Berolina Mitte U15 - AMA U15

1 : 7

Überwachen und Strafen

In dem Panoptikum meiner offenen existentiellen Fragen rangieren abstruse Strafgelder für idiotische Versäumnisse oder Zuwiderhandlungen gegen noch idiotischere Regelwerke ganz weit oben.

Im letzten Frühjahr schaffte ich es endlich, einen relativ gut mit dem Fahrrad zu erreichenden Bezirksamtstermin zu ergattern, um meinen im vorletzten Spätsommer abgelaufenen Personalausweis erneuern zu lassen. Er war seit gut einem halben Jahr abgelaufen.
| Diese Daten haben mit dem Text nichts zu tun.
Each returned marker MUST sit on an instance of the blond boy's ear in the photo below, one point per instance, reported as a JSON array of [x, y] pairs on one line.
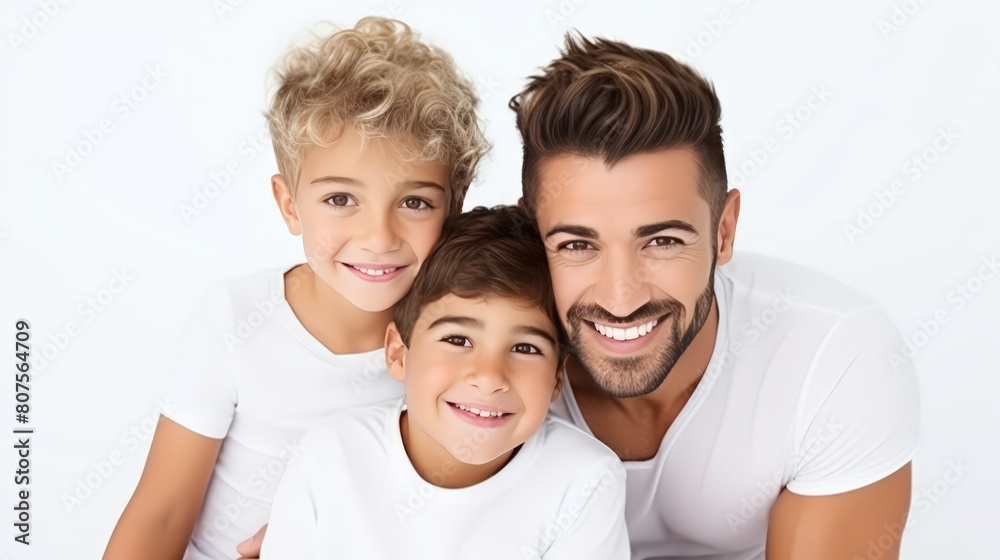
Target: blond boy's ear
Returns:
[[457, 203], [283, 196], [395, 352]]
Mir war zu dem Zeitpunkt nicht bewusst, dass ich mit der Überschreitung der Ablaufrist einer Rechtspflicht zuwider tat, nach der ein jeder Bürger einen aktuell „gültigen“ Ausweis zu besitzen habe. Fünf Monate nach dem Erhalt meines neuen Ausweises bekam ich gelbe Post von meinem Bezirksamt. Es hatte mir zwar zuvor keinen kurzfristigen Online-Termin angeboten, forderte nun aber recht forsch eine Stellungnahme ein, weshalb ich neun Monate lang ohne gültigen Personalausweis umher gegeistert sei.

Ich versuchte die Situation darzulegen, entschuldigte mich für mein Versäumnis und den mir leider nur zufällig zu Bewusstsein gekommenen Umstand der Fristüberschreitung. Ich begründe diesen damit, meinen Ausweis eher selten zu benutzen, auch wenn ich ihn stets brav mit mir führe, weshalb mir das Ablaufen nicht aufgefallen sei. Ich wies zudem darauf hin, dass es nach der zufälligen Entdeckung des überschrittenen Ablaufdatums nicht leicht gewesen sei, über das Online-Buchungssystem einen zeitnahen Termin diesseits des S-Bahnringes zu ergattern, um ihn per Fahrrad wahrzunehmen, um mich nicht unnötig einer zu der Zeit noch stark virulenten Corona-Ausbreitung auszusetzen in geschlossenen Räumen der Wagen von BVG und S-Bahn.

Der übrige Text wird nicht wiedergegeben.